NH has plenty of water to help relieve the heat
Time to take a swim, many places to do so.
According to the New Hampshire Department of Environmental Services, there are more than 17,000 miles of river and more than 944 lakes and reservoirs in the state.
The recent hot spell brought out the bathers.
"This is what we waited all winter for," said Chase Williams, 20, decked out in swimsuit, suntan lotion and shades and surrounded by friends at Brewster Beach on Lake Winnipesaukee in Wolfeboro.
Several public beaches hug the shores of Lake Winnipesaukee and Lake Wentworth.
Williams and friends Brenna Madden and Haley Lineham, both 19, and May Williams, 20, all listed Brewster Beach as one of their favorite swimming and hangout spots.
"This is one of the nicest beaches in town; we can meet up with friends here," said Williams.
There are dozens of lakes in the Lakes Region. Lake Winnipesaukee is the largest, at more than 44,500 acres, but residents and visitors alike have their pick of many public beaches. Among them is Albee Beach on Lake Wentworth in Wolfeboro.
"I'm loving it," said Hannah Bergeron, 18, a student at the University of New Hampshire who enjoyed a summer-like break at the beach with friend Grace Mitchum, 19, who studies at the University of Vermont. "It's definitely nice to be able to finally relax after all the studying."

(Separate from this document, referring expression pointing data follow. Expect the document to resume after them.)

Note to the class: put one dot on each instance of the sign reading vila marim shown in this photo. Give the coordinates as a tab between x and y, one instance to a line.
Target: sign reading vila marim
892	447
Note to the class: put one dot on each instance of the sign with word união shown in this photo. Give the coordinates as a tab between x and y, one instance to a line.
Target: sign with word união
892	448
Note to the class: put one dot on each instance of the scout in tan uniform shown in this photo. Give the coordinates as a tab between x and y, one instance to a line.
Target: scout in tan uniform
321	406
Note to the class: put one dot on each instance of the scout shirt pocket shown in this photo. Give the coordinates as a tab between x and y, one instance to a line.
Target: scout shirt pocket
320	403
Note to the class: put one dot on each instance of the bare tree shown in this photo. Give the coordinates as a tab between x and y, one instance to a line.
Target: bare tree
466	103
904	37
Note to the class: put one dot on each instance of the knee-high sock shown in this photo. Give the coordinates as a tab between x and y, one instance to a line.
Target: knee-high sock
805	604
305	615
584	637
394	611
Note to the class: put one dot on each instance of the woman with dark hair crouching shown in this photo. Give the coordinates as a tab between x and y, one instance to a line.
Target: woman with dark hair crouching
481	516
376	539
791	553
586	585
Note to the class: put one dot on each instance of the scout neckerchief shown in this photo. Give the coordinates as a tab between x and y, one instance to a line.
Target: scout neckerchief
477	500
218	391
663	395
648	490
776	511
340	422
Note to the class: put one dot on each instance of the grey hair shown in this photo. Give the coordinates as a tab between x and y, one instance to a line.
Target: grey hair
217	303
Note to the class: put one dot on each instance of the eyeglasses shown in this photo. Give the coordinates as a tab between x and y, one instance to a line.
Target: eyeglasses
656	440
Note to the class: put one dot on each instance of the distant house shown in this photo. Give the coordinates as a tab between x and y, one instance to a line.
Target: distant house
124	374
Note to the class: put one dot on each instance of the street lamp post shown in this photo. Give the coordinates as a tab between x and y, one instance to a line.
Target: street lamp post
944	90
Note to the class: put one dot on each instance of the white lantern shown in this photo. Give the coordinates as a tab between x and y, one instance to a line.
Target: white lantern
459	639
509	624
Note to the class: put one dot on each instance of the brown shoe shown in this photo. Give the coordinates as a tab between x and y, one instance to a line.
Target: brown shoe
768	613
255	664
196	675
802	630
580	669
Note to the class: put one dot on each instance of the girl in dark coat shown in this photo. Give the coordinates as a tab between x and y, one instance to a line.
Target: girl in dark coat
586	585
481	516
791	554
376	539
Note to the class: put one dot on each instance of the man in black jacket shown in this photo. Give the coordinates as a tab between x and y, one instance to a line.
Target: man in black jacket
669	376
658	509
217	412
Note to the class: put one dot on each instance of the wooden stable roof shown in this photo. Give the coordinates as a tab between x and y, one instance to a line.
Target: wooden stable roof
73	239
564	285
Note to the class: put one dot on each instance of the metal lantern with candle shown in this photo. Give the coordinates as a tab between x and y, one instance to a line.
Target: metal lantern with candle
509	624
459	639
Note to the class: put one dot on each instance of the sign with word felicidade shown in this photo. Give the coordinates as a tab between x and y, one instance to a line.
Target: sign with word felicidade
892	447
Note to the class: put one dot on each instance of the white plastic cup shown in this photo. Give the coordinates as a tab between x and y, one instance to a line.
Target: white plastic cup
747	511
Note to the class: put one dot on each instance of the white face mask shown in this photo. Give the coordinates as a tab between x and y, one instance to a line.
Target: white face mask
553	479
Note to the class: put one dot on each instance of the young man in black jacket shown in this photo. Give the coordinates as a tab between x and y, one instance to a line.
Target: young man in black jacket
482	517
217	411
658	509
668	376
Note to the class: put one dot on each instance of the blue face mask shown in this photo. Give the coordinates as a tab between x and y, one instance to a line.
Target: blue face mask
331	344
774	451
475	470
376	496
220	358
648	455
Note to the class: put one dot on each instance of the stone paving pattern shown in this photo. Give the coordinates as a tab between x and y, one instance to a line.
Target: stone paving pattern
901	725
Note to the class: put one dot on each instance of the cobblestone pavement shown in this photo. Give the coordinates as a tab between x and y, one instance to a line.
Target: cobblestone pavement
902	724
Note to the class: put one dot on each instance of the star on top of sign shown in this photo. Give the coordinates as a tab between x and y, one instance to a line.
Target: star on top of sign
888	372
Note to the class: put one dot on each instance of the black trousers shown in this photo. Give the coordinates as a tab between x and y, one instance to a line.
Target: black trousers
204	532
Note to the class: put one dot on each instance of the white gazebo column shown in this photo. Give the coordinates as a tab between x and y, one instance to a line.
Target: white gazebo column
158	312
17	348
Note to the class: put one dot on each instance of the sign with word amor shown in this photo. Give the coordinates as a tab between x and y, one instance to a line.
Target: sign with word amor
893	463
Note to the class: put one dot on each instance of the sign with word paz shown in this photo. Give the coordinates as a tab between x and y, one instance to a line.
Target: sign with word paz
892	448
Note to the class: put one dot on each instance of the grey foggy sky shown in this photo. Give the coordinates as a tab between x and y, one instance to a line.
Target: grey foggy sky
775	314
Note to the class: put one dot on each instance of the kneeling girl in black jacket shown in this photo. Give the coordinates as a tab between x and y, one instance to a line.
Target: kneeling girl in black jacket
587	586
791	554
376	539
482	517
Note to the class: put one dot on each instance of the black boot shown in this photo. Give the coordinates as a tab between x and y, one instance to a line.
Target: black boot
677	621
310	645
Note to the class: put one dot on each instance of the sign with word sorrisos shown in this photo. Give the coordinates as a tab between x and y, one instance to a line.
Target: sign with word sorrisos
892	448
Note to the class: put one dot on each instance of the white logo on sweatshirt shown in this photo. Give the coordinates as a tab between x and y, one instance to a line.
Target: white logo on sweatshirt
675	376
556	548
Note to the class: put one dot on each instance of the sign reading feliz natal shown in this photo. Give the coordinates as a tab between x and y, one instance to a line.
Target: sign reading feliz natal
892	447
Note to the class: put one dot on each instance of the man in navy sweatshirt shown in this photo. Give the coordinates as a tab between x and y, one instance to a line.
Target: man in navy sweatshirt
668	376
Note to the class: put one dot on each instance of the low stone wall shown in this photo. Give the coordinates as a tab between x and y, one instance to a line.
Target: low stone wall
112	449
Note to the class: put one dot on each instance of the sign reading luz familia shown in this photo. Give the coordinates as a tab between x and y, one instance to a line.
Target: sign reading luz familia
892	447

Bergeron and Mitchum said they also visit Brewster Beach and White Lake in Tamworth, but like Albee Beach for its calm waters, quiet, wooded setting and newly built bathhouse equipped with an outdoor shower and indoor changing rooms. The public beach is free and open from 6 a.m. to 8 p.m.
The water was a "little chilly" said Mitchum, but that didn't keep the teenagers from accepting an invitation from 3-year-old Sophia Canney, at the beach with her mother, Sarah, and brother, Jack, 8 months, to play in the sand at the shoreline.
"Wolfeboro summers are awesome," said Bergeron.
Sarah Canney brings the family up to Wolfeboro from Rochester to enjoy the kid-friendly Albee Beach surroundings.
Wolfeboro residents Diane Kuhn visited the beach with her niece, Hannah, 4, and said she, too, prefers Albee Beach to others.
Is she ready for the heat?
"We can't complain after this winter," she said.
Lovell Lake in Sanbornville, a short distance from Route 16 and Route 109, is a smaller pond with public access walking distance from the village area. Mid-morning on Thursday, local residents Cheryl Toussaint and stepchildren Jacob, 14, and Jaden, 3, were already in the water. Cheryl and Jacob, dressed in protective T-shirts and shorts, floated Jaden on an inflatable chair in the shallow water.
The spot is a favorite of the Toussaint family. "It's nice and local and quiet," said Cheryl. "We came down to play and swim, and we brought a lunch."
"We're in no rush," she said.
Swimmingholes.org, a guide to swimming holes and hot springs in the United States and Canada, lists 51 swimming holes in New Hampshire. The website also provides links to additional information specific to the White Mountain National Forest. Find directions to each spot, descriptions and some photographs on the site,
Examples of swimming hot spots include the Big Rock swimming hole on the Mad River in Campton and Livermore Falls on the Pemigewasset River.
The Crawford Notch area lists eight spots. At least nine spots are accessible off the Kancamagus Highway in Conway and Lincoln. The 34-mile scenic highway parallels the Swift River, Hancock Brook and the east branch of the Pemigewasset River, with many camping, swimming and picnicking sites along the way.
Popular swimming spots include Upper Ladies Bath behind the Hancock Campground. Another is accessible by a short hike up the Lincoln Woods Trail into the Pemigewasset Wilderness to swimming holes in Franconia Brook.
Easily accessible swimming holes in the Conway/North Conway area include one under a bridge on River Road in North Conway, Diana's Baths off West Side Road, and at the Humphrey's Ledge Recreation Area just behind Diana's Baths. Check first to see whether a parking permit from the White Mountain National Forest is required.
Another resource is www.newenglandwaterfalls.com, a supplement to the book "New England Waterfalls, a Guide to More Than 400 Cascades and Waterfalls," by Greg Parsons and Kate B. Watson, published by Countryman Press in 2010. The site and the book include notations on whether a cascade or waterfall spot is a good place to swim, or readers can print off a list from the page, www.newenglandwaterfalls/swimmingholes.php.